Historiógrafa - Escritora - Mestre História Ibero Americana URI. Membro da Academia Erechinense de Letras

Em uma reportagem realizada em Sergipe, foi abordado um tema que chamou minha atenção. Desde a compra da terra, o proprietário conservou uma casa onde viveram duas ou três gerações de sertanejos trabalhadores no local. Na velha casa estão todos os objetos usados na lida com o gado e nas plantações. Igualmente os utensílios de cozinha, fotos nas paredes, baús com roupas. Tudo está em respeitoso silêncio ao passado.

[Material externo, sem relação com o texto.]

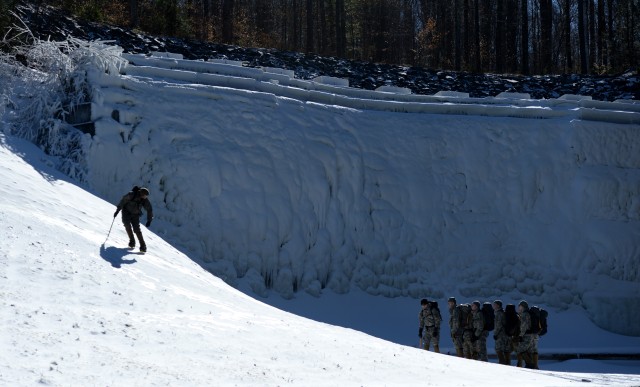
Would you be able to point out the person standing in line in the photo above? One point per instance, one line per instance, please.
(131, 206)
(429, 329)
(454, 326)
(525, 339)
(479, 338)
(503, 343)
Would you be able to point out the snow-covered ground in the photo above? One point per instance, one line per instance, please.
(345, 206)
(77, 308)
(288, 186)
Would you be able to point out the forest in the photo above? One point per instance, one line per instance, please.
(480, 36)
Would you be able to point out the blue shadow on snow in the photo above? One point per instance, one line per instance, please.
(115, 255)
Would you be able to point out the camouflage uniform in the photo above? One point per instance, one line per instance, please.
(468, 338)
(454, 327)
(430, 320)
(480, 335)
(503, 342)
(131, 205)
(525, 347)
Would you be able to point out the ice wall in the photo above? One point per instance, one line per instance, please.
(294, 186)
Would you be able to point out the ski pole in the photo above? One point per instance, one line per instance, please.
(109, 233)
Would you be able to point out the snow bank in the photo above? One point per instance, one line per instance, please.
(303, 186)
(77, 313)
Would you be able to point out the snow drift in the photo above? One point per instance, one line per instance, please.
(77, 309)
(291, 185)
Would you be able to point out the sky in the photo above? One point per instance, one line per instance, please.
(79, 308)
(296, 230)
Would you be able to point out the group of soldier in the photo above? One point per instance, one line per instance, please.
(512, 331)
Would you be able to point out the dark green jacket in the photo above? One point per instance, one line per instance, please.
(131, 205)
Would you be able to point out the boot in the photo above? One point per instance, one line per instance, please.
(132, 239)
(143, 246)
(507, 358)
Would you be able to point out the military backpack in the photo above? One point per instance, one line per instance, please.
(489, 316)
(511, 321)
(538, 321)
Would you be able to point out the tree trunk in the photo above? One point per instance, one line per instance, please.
(592, 34)
(567, 36)
(582, 38)
(499, 43)
(227, 21)
(601, 32)
(134, 18)
(458, 35)
(524, 36)
(476, 23)
(546, 31)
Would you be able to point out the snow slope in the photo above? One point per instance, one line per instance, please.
(77, 309)
(281, 185)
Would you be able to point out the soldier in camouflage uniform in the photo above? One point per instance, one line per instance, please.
(454, 326)
(468, 337)
(503, 342)
(430, 325)
(131, 205)
(479, 334)
(525, 345)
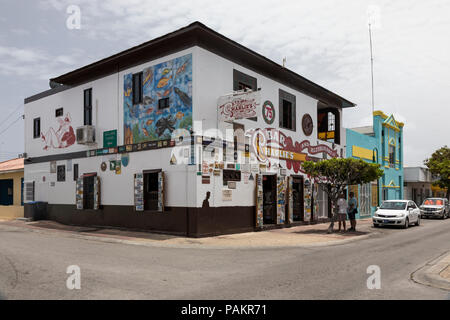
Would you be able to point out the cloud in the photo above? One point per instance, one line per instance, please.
(326, 41)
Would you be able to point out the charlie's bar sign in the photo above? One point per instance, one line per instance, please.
(238, 106)
(273, 144)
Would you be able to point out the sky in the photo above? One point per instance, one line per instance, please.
(325, 41)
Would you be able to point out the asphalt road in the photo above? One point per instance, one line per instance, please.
(33, 266)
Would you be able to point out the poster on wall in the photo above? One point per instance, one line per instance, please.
(79, 194)
(281, 199)
(166, 105)
(259, 201)
(139, 191)
(227, 195)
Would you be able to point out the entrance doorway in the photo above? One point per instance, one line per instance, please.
(6, 192)
(297, 199)
(151, 190)
(88, 191)
(269, 199)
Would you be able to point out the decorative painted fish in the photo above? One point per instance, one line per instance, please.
(148, 77)
(183, 97)
(182, 68)
(179, 115)
(148, 100)
(163, 82)
(164, 124)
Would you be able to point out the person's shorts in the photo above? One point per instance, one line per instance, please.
(352, 214)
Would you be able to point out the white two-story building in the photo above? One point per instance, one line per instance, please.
(189, 133)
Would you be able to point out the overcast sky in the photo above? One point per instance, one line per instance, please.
(326, 42)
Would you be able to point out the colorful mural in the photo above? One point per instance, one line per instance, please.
(64, 137)
(148, 122)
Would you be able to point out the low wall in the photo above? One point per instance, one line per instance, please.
(11, 212)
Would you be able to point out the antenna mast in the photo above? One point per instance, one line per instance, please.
(371, 66)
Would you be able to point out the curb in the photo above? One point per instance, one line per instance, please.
(193, 245)
(429, 274)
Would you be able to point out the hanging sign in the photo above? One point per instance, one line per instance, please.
(238, 106)
(268, 111)
(125, 159)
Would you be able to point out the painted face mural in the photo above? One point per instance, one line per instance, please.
(63, 137)
(167, 101)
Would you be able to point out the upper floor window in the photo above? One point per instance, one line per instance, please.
(88, 107)
(59, 112)
(287, 110)
(242, 81)
(328, 123)
(391, 156)
(36, 127)
(137, 88)
(163, 103)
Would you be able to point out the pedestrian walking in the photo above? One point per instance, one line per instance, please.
(352, 211)
(342, 211)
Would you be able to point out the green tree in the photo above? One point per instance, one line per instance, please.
(439, 165)
(338, 173)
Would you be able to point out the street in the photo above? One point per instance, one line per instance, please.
(33, 266)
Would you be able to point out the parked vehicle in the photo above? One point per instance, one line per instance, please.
(435, 208)
(397, 213)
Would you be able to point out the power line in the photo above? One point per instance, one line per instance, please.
(15, 110)
(11, 125)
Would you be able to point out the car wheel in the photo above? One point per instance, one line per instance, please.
(406, 225)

Uma palavra amada veio-me rápida: É um Museu. Ao final, da reportagem o repórter fez ao proprietário a indagação reveladora: Por que preservar com respeito todos aqueles objetos velhos? A resposta que me emocionou foi: “Guardei tudo, pois sei que sem raízes, uma árvore não pode produzir. ” O exemplo simples e claro pode ser aplicado em diversos setores e momentos.

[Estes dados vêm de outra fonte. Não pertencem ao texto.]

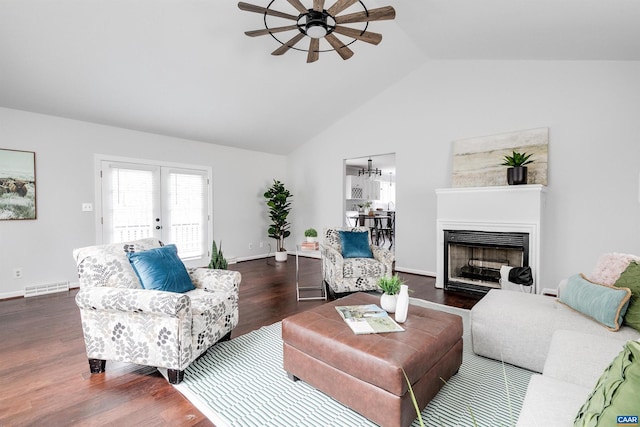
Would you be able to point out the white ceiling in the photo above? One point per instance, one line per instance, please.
(184, 68)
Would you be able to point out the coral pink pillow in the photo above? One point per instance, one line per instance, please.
(610, 267)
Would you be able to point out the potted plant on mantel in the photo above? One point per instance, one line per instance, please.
(279, 207)
(517, 171)
(390, 287)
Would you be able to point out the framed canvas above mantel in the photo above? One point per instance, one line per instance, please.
(477, 162)
(17, 184)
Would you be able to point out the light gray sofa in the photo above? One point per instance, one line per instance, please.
(574, 363)
(567, 349)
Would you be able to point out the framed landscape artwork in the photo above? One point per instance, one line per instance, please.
(17, 184)
(477, 162)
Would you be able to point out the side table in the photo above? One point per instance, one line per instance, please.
(321, 288)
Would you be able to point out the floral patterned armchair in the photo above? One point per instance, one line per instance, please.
(345, 275)
(124, 322)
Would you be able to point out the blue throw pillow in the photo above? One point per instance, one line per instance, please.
(161, 269)
(604, 304)
(355, 244)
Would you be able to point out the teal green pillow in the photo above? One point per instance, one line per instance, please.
(161, 269)
(630, 278)
(604, 304)
(617, 392)
(355, 244)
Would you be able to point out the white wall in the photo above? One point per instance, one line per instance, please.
(65, 151)
(590, 108)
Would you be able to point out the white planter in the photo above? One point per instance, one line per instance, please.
(402, 307)
(388, 302)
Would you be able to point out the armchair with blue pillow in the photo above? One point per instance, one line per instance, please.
(139, 304)
(351, 263)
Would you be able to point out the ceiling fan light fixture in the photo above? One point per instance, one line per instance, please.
(316, 26)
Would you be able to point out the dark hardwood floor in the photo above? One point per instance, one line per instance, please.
(44, 374)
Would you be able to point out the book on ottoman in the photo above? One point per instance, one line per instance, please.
(368, 319)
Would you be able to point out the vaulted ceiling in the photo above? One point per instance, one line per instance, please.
(185, 68)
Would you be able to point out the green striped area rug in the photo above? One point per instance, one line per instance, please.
(241, 383)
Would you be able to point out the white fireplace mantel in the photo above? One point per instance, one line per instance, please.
(515, 208)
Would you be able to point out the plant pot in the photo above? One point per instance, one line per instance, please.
(388, 302)
(517, 175)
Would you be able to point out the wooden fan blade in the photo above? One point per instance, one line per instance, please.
(288, 45)
(339, 6)
(299, 6)
(342, 50)
(314, 50)
(266, 31)
(258, 9)
(367, 36)
(379, 14)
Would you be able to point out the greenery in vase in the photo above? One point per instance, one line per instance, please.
(217, 258)
(517, 159)
(279, 207)
(390, 285)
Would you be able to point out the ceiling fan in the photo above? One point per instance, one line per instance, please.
(317, 23)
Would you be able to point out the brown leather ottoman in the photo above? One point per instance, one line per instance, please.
(364, 371)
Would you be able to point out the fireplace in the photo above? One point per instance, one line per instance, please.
(472, 259)
(508, 217)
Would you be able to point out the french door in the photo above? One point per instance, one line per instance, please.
(168, 203)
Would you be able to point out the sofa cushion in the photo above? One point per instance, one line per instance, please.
(616, 393)
(630, 278)
(610, 266)
(550, 402)
(604, 304)
(161, 269)
(355, 244)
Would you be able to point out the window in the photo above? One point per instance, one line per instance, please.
(166, 202)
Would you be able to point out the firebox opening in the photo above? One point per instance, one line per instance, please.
(473, 258)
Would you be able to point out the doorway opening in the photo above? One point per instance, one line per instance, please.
(370, 196)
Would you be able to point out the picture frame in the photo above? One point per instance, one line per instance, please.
(17, 184)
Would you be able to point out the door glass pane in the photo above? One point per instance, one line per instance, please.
(186, 212)
(132, 199)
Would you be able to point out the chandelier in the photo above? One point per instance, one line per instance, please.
(369, 171)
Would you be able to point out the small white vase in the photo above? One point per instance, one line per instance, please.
(402, 307)
(281, 256)
(388, 302)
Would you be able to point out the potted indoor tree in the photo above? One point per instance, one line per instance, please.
(277, 197)
(517, 171)
(390, 286)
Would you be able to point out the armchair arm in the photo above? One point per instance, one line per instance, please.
(383, 255)
(167, 304)
(333, 256)
(226, 281)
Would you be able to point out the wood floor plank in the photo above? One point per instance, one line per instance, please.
(44, 374)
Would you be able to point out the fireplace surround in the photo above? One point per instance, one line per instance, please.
(491, 212)
(473, 259)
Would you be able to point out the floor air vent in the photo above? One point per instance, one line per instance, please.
(32, 291)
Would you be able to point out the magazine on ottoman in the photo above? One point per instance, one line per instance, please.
(368, 319)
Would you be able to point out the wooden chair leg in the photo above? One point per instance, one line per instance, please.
(175, 376)
(96, 366)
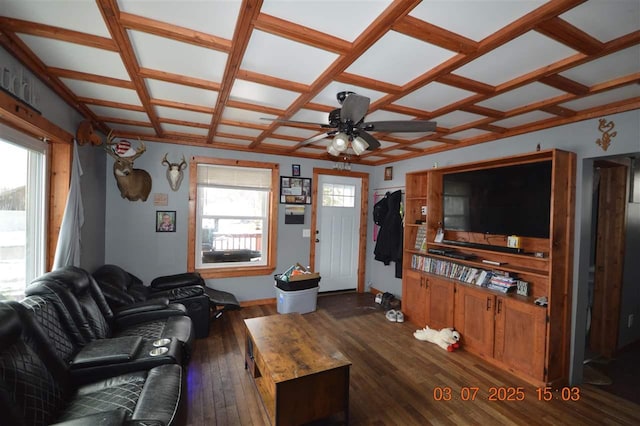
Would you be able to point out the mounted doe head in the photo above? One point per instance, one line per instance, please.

De imediato veio-me à lembrança a história única, da caminhada árdua de nossos ancestrais que subiram os peraus, no início a pé, ou a cavalo, em carroças e só muito depois no cavalo de ferro que iniciou sua corrida pelos idos de 1910.

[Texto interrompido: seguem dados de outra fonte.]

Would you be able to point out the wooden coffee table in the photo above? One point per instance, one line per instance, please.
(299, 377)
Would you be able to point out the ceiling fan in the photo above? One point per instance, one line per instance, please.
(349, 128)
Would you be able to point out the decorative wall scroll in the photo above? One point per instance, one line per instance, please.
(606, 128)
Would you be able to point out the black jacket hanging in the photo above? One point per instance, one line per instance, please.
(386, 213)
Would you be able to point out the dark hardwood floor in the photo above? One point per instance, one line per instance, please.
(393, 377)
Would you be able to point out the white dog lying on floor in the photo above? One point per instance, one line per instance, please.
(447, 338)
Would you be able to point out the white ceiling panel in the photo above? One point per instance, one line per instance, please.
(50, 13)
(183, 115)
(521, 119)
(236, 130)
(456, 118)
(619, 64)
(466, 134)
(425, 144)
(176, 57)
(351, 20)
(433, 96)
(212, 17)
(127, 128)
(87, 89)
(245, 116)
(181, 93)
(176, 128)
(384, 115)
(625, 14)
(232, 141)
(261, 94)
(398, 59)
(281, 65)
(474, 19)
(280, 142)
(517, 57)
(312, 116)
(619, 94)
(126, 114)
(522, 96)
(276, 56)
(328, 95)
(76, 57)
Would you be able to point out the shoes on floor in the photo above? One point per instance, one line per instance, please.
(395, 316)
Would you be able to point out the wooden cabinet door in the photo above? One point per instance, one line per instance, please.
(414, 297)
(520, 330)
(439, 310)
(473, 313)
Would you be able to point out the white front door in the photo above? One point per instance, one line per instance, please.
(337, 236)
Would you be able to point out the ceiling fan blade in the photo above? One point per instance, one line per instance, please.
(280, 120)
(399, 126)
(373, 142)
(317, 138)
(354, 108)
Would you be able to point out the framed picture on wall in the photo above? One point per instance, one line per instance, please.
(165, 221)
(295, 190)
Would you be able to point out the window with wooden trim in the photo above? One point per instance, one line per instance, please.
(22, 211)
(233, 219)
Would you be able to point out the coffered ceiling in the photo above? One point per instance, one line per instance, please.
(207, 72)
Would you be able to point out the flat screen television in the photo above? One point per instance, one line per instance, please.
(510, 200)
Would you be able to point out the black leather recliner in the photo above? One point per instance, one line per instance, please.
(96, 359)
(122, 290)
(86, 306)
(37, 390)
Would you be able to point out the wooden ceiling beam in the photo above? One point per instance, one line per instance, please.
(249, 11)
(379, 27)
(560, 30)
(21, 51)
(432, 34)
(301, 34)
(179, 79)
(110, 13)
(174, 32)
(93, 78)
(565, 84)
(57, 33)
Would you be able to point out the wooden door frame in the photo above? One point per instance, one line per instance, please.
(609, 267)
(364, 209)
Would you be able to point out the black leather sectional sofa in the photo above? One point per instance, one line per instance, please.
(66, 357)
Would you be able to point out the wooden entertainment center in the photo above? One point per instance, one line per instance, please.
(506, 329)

A hoje pujante e progressista cidade de Erechim nasceu no berço verde da Colônia Erechim há 105 anos. Terra de boas aguadas, povoada por inúmeras espécies de animais, e por uma gente de linda pele cor de cuia, os primitivos donos da terra!

O imigrante e seus descendentes souberam, em uma comunhão rude, mas fraterna, vencer o medo, a saudade, as privações e foram edificando uma região de sólidos valores, deixando nela sua MARCA indelével de bravura, fé e coragem. Escrevi um texto certa vez, intitulado “Cidade Museu", referindo-me a Erechim. A herança colonial estava viva na cidade, onde o transeunte ou o visitante podia observar os belos casarões onde aparecia o amor e o talento do construtor, nos arabescos em madeira, chamados lambrequins, nos arejados chalés, ou nos elegantes bangalôs. Igualmente nos prédios com enfeites diferenciados. A arte Dèco em alguns deles chamava a atenção. Éramos uma cidade com características marcantes que encantavam o olhar e o coração.

De repente, uma a uma, as edificações históricas foram ruindo, com total insensibilidade dos proprietários.

Por que não foi construído um pequeno local onde algumas casas, como a do professor Mantovani, tivessem sido reconstruídas com o aproveitamento total de seus materiais, ou ao menos com grande parte deles?

O progresso pede prédios, é verdade. Mas, e nossas raízes onde ficaram? Foram extirpadas na busca do “ter”, sem contemplar um cantinho sequer para o “ser”, o “sentir” o “orgulhar-se”. No passado, não tão longínquo, um pequeno exército de audaciosos e amorosos soldados, lutava, uma luta inglória, mas perseverante na defesa de nossos bens arquitetônicos e culturais. Albano Wolkmer, Vanda Groch, Luiz Fiori, Rosely Hachmann, Prof. Enori e eu, éramos ferozes guardiões do que considerávamos válido para a nossa memória. Enfrentamos descaso, chacotas e parece-me que Waterloo não foi nossa.

A pergunta sempre grita: Como mostrar algo concreto de nosso valoroso passado?

A resposta envergonhada fala baixinho: Nos arquivos, nas fotos, e em alguns prédios da Rua Alemanha e da Avenida Maurício Cardoso.